For use in finalizers, __del__ methods, and similar; it is advised
to early bind this function rather than look it up when calling it,
since at shutdown module globals may be cleared.
-
numba.utils.total_ordering(cls)
Class decorator that fills in missing ordering methods
Module contents
Expose top-level symbols that are safe for import *
-
numba.jit(signature_or_function=None, argtypes=None, restype=None, locals={}, target='cpu', **targetoptions)
- jit([signature_or_function, [locals={}, [target=’cpu’,
- [**targetoptions]]]])
The function can be used as the following versions:
jit(signature, [target=’cpu’, [**targetoptions]]) -> jit(function)
Equivalent to:
d = dispatcher(function, targetoptions)
d.compile(signature)
Create a dispatcher object for a python function and default
target-options. Then, compile the funciton with the given signature.
Example:
@jit(“void(int32, float32)”)
def foo(x, y):
jit(function) -> dispatcher
Same as old autojit. Create a dispatcher function object that
specialize at call site.
Example:
jit([target=’cpu’, [**targetoptions]]) -> configured_jit(function)
Same as old autojit and 2). But configure with target and default
target-options.
Example:
@jit(target=’cpu’, nopython=True)
def foo(x, y):
The CPU (default target) defines the following:
nopython: [bool]
Set to True to disable the use of PyObjects and Python API
calls.
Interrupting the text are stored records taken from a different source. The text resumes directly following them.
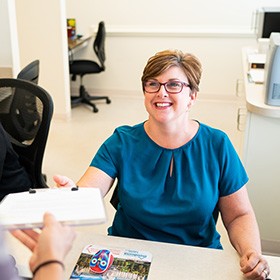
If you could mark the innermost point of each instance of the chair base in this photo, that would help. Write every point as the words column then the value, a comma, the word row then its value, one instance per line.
column 85, row 98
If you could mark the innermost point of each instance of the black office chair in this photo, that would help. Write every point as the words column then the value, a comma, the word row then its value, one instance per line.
column 85, row 67
column 30, row 72
column 26, row 111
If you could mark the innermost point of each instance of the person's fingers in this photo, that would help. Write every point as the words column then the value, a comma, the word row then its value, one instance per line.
column 27, row 237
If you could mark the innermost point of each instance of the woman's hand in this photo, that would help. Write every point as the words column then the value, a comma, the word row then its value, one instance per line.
column 53, row 243
column 254, row 266
column 63, row 181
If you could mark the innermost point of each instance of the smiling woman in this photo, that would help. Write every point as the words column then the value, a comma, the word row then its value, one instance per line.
column 168, row 191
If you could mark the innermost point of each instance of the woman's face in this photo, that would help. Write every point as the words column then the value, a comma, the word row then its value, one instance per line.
column 165, row 107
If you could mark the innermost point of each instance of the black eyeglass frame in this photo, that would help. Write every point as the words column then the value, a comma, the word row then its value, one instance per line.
column 164, row 84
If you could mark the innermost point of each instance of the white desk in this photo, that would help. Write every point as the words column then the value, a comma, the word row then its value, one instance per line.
column 169, row 261
column 262, row 161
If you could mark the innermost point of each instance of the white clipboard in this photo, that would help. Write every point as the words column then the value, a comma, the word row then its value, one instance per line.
column 76, row 206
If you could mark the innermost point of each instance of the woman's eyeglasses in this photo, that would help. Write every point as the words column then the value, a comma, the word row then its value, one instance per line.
column 172, row 87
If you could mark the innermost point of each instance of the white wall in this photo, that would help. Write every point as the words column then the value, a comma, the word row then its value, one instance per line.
column 215, row 31
column 42, row 35
column 5, row 39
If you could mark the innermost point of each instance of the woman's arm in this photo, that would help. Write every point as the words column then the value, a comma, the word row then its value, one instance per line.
column 240, row 221
column 49, row 248
column 93, row 177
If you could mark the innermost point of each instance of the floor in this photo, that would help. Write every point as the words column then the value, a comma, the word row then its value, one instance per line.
column 72, row 144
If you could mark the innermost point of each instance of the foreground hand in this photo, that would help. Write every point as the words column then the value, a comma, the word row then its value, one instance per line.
column 63, row 181
column 54, row 241
column 254, row 266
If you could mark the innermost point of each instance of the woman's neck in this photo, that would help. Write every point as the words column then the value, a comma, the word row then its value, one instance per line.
column 171, row 136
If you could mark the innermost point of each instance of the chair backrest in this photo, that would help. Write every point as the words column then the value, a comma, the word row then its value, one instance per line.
column 99, row 44
column 33, row 116
column 30, row 72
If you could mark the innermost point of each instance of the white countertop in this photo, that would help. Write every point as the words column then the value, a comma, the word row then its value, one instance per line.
column 169, row 261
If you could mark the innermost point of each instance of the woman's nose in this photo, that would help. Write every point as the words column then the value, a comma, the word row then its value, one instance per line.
column 162, row 92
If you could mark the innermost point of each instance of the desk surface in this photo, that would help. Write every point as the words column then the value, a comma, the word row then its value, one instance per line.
column 169, row 261
column 255, row 98
column 75, row 43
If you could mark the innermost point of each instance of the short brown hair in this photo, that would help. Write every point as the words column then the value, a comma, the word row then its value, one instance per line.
column 163, row 60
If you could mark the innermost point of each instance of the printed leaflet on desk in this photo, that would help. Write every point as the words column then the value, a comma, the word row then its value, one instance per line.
column 126, row 264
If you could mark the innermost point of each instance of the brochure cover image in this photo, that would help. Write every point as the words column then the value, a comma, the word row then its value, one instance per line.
column 100, row 263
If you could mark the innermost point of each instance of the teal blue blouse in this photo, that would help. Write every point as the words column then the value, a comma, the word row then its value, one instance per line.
column 176, row 207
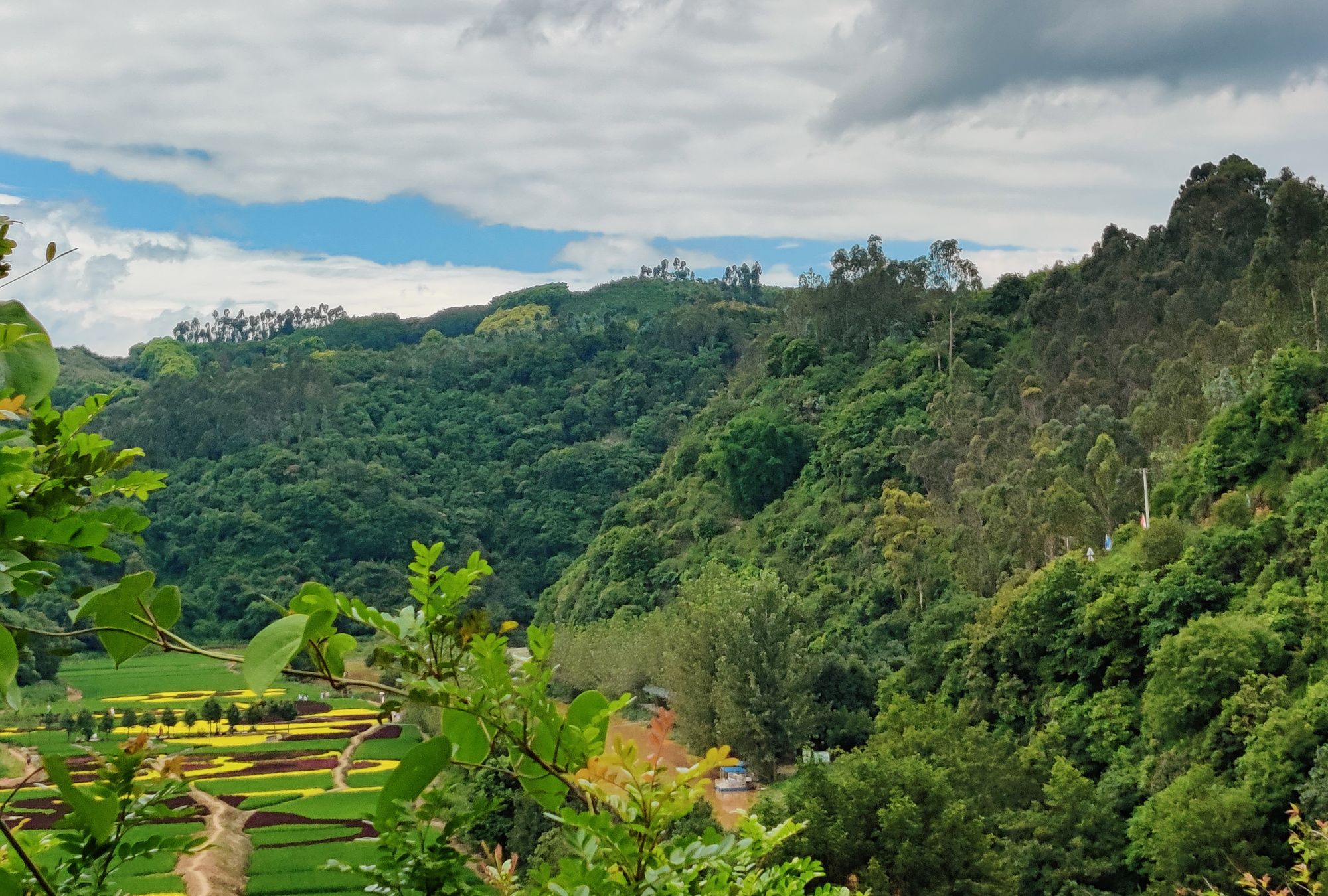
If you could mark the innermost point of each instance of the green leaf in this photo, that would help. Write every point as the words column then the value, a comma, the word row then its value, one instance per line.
column 590, row 711
column 313, row 598
column 98, row 816
column 469, row 743
column 321, row 626
column 116, row 607
column 167, row 606
column 335, row 652
column 272, row 650
column 9, row 666
column 545, row 789
column 30, row 366
column 419, row 767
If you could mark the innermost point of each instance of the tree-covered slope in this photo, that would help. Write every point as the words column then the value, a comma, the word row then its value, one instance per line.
column 323, row 453
column 924, row 465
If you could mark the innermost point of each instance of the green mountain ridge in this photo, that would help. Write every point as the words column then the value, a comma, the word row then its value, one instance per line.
column 852, row 516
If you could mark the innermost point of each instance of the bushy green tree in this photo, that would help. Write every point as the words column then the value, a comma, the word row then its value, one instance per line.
column 759, row 456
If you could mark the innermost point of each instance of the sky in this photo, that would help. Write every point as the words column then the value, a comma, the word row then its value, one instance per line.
column 419, row 155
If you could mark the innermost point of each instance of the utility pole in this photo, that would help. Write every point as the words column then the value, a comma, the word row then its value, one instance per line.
column 1148, row 517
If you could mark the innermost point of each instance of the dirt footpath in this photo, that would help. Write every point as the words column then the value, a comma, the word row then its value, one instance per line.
column 222, row 869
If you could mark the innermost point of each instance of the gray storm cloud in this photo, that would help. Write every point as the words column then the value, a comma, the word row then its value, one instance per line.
column 902, row 58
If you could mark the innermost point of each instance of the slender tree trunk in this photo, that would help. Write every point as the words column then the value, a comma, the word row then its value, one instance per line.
column 952, row 360
column 1314, row 305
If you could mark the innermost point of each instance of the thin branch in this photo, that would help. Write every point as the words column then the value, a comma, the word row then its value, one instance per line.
column 180, row 646
column 27, row 861
column 13, row 281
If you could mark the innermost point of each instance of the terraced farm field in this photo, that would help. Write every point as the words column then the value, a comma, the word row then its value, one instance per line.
column 272, row 796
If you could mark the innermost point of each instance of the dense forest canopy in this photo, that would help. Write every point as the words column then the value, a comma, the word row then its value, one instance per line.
column 852, row 516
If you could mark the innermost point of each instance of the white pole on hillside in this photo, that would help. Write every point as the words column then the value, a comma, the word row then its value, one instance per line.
column 1148, row 517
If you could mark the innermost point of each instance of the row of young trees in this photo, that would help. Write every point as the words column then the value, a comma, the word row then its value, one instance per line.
column 84, row 723
column 241, row 327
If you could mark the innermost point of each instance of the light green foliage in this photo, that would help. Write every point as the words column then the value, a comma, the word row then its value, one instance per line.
column 910, row 542
column 1193, row 671
column 738, row 667
column 167, row 358
column 517, row 319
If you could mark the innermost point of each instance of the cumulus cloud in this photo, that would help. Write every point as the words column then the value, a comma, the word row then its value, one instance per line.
column 683, row 119
column 613, row 257
column 902, row 58
column 124, row 287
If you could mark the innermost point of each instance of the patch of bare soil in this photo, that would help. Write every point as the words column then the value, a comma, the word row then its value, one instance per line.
column 347, row 757
column 727, row 806
column 31, row 763
column 222, row 869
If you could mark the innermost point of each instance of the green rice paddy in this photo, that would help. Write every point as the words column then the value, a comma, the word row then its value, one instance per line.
column 280, row 776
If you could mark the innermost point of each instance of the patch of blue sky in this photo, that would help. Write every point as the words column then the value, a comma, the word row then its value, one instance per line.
column 392, row 232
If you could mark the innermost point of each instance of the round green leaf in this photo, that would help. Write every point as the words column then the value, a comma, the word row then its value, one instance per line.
column 30, row 367
column 272, row 650
column 469, row 743
column 419, row 767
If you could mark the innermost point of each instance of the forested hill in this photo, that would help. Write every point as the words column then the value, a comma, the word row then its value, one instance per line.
column 322, row 453
column 874, row 538
column 851, row 516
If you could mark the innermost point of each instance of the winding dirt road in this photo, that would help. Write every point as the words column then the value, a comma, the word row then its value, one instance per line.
column 343, row 764
column 222, row 869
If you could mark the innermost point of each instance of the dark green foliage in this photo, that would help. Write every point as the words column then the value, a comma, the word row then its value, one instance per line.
column 326, row 465
column 759, row 456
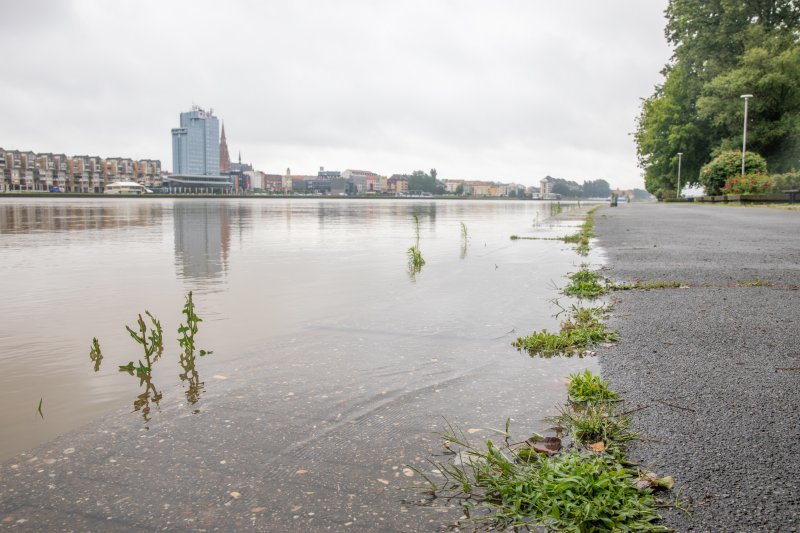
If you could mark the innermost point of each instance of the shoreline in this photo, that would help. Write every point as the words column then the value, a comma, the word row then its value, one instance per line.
column 709, row 368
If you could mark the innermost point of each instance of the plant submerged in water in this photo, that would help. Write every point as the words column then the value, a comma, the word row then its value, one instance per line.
column 95, row 354
column 188, row 330
column 415, row 259
column 578, row 333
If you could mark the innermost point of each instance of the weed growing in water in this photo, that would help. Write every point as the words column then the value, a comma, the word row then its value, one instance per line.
column 95, row 354
column 529, row 486
column 578, row 333
column 189, row 330
column 585, row 284
column 415, row 259
column 590, row 389
column 156, row 345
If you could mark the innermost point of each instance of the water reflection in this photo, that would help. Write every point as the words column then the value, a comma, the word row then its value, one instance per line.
column 34, row 217
column 202, row 238
column 191, row 378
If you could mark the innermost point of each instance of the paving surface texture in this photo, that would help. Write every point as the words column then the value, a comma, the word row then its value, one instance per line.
column 715, row 367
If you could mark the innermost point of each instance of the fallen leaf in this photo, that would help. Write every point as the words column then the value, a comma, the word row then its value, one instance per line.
column 548, row 445
column 599, row 447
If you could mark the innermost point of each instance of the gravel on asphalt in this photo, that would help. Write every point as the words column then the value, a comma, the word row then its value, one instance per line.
column 714, row 366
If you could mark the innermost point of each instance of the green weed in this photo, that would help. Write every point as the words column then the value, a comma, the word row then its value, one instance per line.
column 585, row 284
column 586, row 486
column 578, row 333
column 156, row 339
column 95, row 354
column 189, row 330
column 588, row 388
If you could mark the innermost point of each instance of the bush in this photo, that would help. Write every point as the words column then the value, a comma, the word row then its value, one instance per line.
column 750, row 184
column 726, row 165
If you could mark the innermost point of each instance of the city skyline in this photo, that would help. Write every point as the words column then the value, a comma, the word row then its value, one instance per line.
column 512, row 93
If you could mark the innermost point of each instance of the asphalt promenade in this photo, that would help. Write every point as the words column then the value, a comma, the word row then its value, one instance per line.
column 714, row 368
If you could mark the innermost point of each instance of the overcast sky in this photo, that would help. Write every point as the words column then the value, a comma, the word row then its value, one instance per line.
column 491, row 90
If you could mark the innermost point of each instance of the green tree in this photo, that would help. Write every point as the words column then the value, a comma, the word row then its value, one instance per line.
column 728, row 164
column 596, row 189
column 697, row 110
column 419, row 181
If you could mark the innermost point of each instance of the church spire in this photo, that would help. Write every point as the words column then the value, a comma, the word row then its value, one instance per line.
column 224, row 157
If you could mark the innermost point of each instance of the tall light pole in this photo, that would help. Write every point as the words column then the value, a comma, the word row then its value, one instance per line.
column 744, row 135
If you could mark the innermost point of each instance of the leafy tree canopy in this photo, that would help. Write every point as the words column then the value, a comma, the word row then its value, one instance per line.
column 723, row 49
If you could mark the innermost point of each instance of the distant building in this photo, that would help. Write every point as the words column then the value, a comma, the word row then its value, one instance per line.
column 546, row 185
column 29, row 171
column 196, row 154
column 195, row 145
column 224, row 156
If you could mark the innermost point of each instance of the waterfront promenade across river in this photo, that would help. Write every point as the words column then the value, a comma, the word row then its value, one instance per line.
column 715, row 367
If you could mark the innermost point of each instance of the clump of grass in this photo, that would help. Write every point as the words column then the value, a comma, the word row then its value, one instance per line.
column 581, row 487
column 585, row 283
column 594, row 424
column 189, row 330
column 156, row 338
column 590, row 389
column 582, row 330
column 415, row 259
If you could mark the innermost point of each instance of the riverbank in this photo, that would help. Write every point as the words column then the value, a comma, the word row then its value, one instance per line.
column 714, row 368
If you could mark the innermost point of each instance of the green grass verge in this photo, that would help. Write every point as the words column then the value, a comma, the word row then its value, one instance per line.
column 582, row 330
column 586, row 485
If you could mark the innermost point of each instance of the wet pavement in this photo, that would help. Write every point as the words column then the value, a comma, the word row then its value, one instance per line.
column 714, row 367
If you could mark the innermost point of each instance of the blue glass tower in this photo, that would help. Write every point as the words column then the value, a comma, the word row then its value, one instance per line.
column 195, row 145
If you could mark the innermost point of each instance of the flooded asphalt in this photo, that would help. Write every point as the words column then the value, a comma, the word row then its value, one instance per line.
column 312, row 428
column 714, row 367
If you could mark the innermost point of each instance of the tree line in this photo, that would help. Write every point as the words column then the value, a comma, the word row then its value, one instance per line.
column 722, row 50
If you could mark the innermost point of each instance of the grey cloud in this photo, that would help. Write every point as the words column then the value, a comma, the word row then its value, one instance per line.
column 509, row 90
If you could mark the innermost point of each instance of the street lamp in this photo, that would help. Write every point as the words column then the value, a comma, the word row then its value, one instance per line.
column 744, row 135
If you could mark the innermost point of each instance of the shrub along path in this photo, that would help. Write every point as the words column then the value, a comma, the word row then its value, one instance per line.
column 716, row 365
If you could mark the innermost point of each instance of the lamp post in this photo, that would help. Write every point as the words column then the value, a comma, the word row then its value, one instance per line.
column 744, row 135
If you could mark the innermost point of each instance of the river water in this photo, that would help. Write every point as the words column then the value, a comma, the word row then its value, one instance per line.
column 308, row 305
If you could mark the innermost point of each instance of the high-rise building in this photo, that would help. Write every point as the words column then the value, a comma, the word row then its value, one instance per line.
column 195, row 145
column 224, row 157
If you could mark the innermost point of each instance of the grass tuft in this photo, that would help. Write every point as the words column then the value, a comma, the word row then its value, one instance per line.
column 578, row 333
column 528, row 486
column 590, row 389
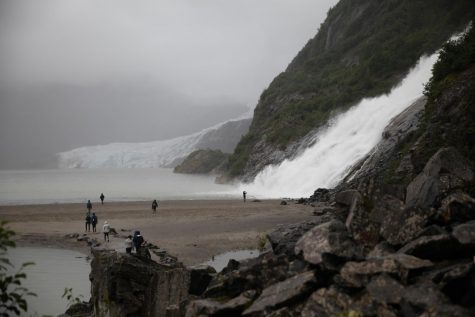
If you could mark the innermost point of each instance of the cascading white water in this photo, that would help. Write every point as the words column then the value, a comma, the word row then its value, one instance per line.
column 348, row 138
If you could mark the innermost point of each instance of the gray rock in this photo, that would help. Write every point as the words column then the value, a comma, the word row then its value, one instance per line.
column 126, row 285
column 283, row 293
column 200, row 276
column 380, row 250
column 329, row 238
column 465, row 233
column 358, row 274
column 347, row 197
column 438, row 247
column 402, row 225
column 385, row 289
column 456, row 207
column 327, row 302
column 446, row 170
column 283, row 238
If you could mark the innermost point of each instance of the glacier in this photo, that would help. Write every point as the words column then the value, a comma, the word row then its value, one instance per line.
column 165, row 153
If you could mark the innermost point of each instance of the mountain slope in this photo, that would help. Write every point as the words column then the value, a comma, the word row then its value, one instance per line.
column 363, row 49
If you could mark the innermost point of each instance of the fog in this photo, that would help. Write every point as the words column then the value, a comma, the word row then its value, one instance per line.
column 84, row 72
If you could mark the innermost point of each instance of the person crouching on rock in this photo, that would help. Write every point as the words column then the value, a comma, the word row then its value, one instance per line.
column 128, row 245
column 106, row 229
column 138, row 241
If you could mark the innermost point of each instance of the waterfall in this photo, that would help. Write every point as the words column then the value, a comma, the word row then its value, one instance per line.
column 346, row 140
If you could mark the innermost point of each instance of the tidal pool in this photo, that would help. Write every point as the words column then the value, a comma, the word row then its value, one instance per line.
column 53, row 271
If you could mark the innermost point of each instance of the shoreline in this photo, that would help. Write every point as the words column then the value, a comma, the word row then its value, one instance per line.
column 192, row 230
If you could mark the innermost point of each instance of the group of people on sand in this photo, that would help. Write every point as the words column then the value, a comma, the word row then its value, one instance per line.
column 92, row 219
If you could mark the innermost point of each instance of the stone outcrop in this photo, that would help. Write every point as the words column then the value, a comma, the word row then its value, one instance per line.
column 128, row 285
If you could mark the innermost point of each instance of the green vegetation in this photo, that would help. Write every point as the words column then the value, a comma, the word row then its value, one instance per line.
column 445, row 123
column 363, row 49
column 13, row 294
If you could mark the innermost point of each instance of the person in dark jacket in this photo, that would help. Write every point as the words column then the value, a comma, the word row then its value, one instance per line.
column 88, row 221
column 94, row 221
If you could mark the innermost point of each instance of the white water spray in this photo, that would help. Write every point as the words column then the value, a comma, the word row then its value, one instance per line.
column 349, row 137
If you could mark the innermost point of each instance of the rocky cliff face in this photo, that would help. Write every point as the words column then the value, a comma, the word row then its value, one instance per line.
column 363, row 49
column 127, row 285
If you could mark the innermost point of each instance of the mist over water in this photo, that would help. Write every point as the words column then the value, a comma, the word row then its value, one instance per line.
column 347, row 139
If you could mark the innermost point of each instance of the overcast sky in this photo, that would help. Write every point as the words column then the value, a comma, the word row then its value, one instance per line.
column 163, row 53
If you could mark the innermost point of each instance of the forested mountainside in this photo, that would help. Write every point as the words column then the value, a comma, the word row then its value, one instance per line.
column 363, row 49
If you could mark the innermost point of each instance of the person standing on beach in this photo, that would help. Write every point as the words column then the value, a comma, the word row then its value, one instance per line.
column 94, row 221
column 128, row 245
column 154, row 206
column 106, row 229
column 88, row 221
column 138, row 241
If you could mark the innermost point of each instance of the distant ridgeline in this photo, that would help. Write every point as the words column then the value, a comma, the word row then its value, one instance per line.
column 363, row 49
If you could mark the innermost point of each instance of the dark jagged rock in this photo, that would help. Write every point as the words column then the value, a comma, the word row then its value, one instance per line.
column 257, row 273
column 200, row 276
column 457, row 207
column 458, row 283
column 401, row 225
column 126, row 285
column 282, row 293
column 358, row 274
column 83, row 309
column 446, row 170
column 284, row 238
column 465, row 233
column 330, row 238
column 385, row 289
column 435, row 248
column 380, row 250
column 321, row 194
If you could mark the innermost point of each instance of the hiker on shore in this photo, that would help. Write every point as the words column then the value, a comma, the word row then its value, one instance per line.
column 106, row 229
column 137, row 241
column 154, row 206
column 94, row 221
column 88, row 221
column 128, row 245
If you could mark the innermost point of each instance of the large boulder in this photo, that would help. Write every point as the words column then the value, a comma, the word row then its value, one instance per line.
column 284, row 237
column 283, row 293
column 436, row 248
column 446, row 170
column 127, row 285
column 358, row 274
column 328, row 239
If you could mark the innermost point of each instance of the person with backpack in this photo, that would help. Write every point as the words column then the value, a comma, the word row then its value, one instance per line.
column 89, row 206
column 94, row 221
column 137, row 241
column 106, row 229
column 88, row 221
column 154, row 206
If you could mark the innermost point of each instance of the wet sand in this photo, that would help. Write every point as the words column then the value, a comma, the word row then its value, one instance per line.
column 192, row 230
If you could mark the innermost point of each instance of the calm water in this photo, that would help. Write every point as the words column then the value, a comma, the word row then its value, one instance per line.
column 54, row 270
column 78, row 185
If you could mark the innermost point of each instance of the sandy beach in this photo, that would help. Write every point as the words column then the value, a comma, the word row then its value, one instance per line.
column 192, row 230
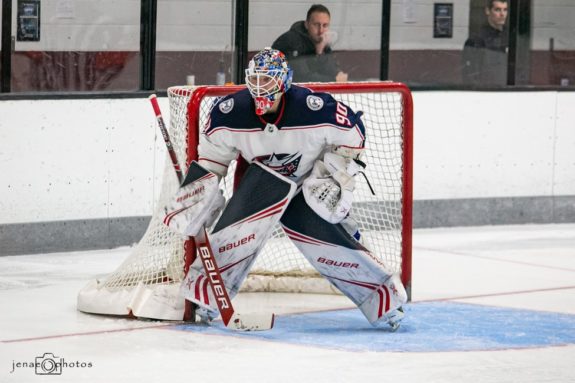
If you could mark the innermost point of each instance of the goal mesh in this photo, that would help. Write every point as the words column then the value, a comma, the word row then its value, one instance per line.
column 158, row 261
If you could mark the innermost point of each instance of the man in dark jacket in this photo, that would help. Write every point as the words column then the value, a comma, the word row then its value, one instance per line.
column 485, row 55
column 306, row 46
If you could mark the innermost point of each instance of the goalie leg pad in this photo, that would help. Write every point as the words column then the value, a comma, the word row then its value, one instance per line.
column 241, row 232
column 196, row 204
column 345, row 262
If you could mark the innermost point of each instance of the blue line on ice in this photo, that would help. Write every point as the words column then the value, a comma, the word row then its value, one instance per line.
column 427, row 327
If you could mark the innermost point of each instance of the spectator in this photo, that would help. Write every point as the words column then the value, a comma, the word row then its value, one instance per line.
column 307, row 48
column 485, row 55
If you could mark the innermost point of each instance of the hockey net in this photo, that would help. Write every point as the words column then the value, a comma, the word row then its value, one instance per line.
column 147, row 283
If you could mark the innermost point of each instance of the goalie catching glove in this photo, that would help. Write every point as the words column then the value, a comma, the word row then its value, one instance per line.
column 329, row 188
column 195, row 205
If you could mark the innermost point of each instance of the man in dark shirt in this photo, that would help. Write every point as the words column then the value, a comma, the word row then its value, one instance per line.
column 485, row 55
column 306, row 46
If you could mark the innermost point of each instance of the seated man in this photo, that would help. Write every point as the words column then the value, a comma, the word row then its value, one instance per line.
column 306, row 46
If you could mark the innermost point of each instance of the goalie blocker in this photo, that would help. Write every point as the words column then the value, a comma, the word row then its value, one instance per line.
column 262, row 198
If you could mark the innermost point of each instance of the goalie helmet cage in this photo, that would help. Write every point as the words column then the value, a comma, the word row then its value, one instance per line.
column 147, row 283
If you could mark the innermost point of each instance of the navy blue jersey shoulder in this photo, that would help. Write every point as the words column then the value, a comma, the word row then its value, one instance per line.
column 304, row 108
column 235, row 111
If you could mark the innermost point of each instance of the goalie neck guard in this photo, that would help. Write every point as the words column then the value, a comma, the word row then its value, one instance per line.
column 268, row 77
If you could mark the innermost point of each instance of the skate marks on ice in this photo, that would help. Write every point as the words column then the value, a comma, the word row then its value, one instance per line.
column 427, row 327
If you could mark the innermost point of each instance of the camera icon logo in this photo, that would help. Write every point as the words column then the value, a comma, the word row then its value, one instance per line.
column 48, row 364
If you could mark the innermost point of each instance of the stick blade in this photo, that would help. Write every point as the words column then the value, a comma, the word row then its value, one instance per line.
column 251, row 322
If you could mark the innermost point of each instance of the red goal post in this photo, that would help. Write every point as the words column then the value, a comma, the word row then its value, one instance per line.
column 147, row 283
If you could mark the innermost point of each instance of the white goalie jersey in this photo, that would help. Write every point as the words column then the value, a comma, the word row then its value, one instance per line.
column 289, row 142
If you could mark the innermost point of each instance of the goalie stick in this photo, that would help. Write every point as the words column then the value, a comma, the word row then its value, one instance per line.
column 167, row 141
column 231, row 319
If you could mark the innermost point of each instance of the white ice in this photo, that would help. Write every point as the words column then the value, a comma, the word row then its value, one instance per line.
column 528, row 267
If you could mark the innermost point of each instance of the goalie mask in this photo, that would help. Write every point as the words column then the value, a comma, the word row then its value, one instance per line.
column 268, row 77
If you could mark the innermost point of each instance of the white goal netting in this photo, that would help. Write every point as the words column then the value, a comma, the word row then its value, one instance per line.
column 147, row 282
The default behavior is to allow the use of PyObjects and
Python API. Default value is False.
forceobj: [bool]
Set to True to force the use of PyObjects for every value. Default
value is False.
-
numba.autojit(*args, **kws)
Deprecated.
Use jit instead. Calls to jit internally.
-
numba.njit(*args, **kws)
Equavilent to jit(nopython=True)
-
numba.vectorize(ftylist[, target='cpu'[, **kws]])
A decorator to create numpy ufunc object from Numba compiled code.
- ftylist: iterable
- An iterable of type signatures, which are either
function type object or a string describing the
function type.
- target: str
- A string for code generation target. Default to “cpu”.
A NumPy universal function
- @vectorize([‘float32(float32, float32)’,
- ‘float64(float64, float64)’])
- def sum(a, b):
- return a + b
-
numba.guvectorize(ftylist, signature[, target='cpu'[, **kws]])
A decorator to create numpy generialized-ufunc object from Numba compiled
code.
- ftylist: iterable
- An iterable of type signatures, which are either
function type object or a string describing the
function type.
- signature: str
- A NumPy generialized-ufunc signature.
e.g. “(m, n), (n, p)->(m, p)”
- target: str
- A string for code generation target. Defaults to “cpu”.
A NumPy generialized universal-function
- @guvectorize([‘void(int32[:,:], int32[:,:], int32[:,:])’,
- ‘void(float32[:,:], float32[:,:], float32[:,:])’],
‘(x, y),(x, y)->(x, y)’)
- def add_2d_array(a, b):
- for i in range(c.shape[0]):
- for j in range(c.shape[1]):
- c[i, j] = a[i, j] + b[i, j]
-
numba.export(prototype)
-
numba.exportmany(prototypes)
-
numba.from_dtype(dtype)
Return a Numba Type instance corresponding to the given Numpy dtype.
NotImplementedError is raised on unsupported Numpy dtypes.
-
numba.typeof(val)
Get the type of a variable or value.
Used outside of Numba code, infers the type for the object.